- Shafin, Kishwar;
- Pesout, Trevor;
- Lorig-Roach, Ryan;
- Haukness, Marina;
- Olsen, Hugh E;
- Bosworth, Colleen;
- Armstrong, Joel;
- Tigyi, Kristof;
- Maurer, Nicholas;
- Koren, Sergey;
- Sedlazeck, Fritz J;
- Marschall, Tobias;
- Mayes, Simon;
- Costa, Vania;
- Zook, Justin M;
- Liu, Kelvin J;
- Kilburn, Duncan;
- Sorensen, Melanie;
- Munson, Katy M;
- Vollger, Mitchell R;
- Monlong, Jean;
- Garrison, Erik;
- Eichler, Evan E;
- Salama, Sofie;
- Haussler, David;
- Green, Richard E;
- Akeson, Mark;
- Phillippy, Adam;
- Miga, Karen H;
- Carnevali, Paolo;
- Jain, Miten;
- Paten, Benedict
De novo assembly of a human genome using nanopore long-read sequences has been reported, but it used more than 150,000 CPU hours and weeks of wall-clock time. To enable rapid human genome assembly, we present Shasta, a de novo long-read assembler, and polishing algorithms named MarginPolish and HELEN. Using a single PromethION nanopore sequencer and our toolkit, we assembled 11 highly contiguous human genomes de novo in 9 d. We achieved roughly 63× coverage, 42-kb read N50 values and 6.5× coverage in reads >100 kb using three flow cells per sample. Shasta produced a complete haploid human genome assembly in under 6 h on a single commercial compute node.

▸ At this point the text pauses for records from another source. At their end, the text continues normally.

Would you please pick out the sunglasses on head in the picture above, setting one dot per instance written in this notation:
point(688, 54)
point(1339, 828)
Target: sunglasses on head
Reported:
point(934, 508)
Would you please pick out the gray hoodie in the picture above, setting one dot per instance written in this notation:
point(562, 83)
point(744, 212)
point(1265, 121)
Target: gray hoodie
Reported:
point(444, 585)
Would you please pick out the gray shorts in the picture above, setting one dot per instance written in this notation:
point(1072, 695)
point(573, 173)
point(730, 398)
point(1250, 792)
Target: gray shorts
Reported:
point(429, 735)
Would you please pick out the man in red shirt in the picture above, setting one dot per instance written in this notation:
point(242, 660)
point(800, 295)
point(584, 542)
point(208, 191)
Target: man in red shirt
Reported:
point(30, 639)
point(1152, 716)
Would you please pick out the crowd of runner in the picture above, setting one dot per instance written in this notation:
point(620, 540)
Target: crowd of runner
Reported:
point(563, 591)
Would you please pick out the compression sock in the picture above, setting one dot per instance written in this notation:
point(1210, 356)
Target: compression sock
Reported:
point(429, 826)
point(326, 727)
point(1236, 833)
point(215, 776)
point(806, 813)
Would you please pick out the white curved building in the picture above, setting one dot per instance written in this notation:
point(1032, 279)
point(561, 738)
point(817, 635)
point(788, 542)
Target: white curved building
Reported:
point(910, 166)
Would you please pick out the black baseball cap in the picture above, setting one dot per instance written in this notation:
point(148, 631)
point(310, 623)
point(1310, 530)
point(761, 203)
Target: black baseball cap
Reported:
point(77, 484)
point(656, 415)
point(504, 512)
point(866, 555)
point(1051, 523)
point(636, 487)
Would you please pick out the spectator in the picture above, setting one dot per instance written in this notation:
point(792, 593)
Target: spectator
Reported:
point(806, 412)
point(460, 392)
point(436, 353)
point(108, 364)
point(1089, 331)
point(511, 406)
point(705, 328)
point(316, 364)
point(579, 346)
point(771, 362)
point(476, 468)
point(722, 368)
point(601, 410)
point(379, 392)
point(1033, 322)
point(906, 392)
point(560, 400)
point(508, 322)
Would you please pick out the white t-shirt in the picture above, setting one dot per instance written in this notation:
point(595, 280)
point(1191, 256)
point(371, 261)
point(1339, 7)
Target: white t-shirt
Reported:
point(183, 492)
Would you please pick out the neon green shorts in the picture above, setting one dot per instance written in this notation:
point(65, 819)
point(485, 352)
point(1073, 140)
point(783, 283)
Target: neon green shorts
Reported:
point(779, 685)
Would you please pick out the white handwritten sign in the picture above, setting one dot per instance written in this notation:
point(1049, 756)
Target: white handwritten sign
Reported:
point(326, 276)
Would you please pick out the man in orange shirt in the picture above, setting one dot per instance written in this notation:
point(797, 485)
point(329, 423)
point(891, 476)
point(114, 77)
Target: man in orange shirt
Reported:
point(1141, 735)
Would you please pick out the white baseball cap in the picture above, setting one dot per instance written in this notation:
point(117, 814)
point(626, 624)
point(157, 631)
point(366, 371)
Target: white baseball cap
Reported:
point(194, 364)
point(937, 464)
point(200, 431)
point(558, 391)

MarginPolish and HELEN polished haploid assemblies to more than 99.9% identity (Phred quality score QV = 30) with nanopore reads alone. Addition of proximity-ligation sequencing enabled near chromosome-level scaffolds for all 11 genomes. We compare our assembly performance to existing methods for diploid, haploid and trio-binned human samples and report superior accuracy and speed.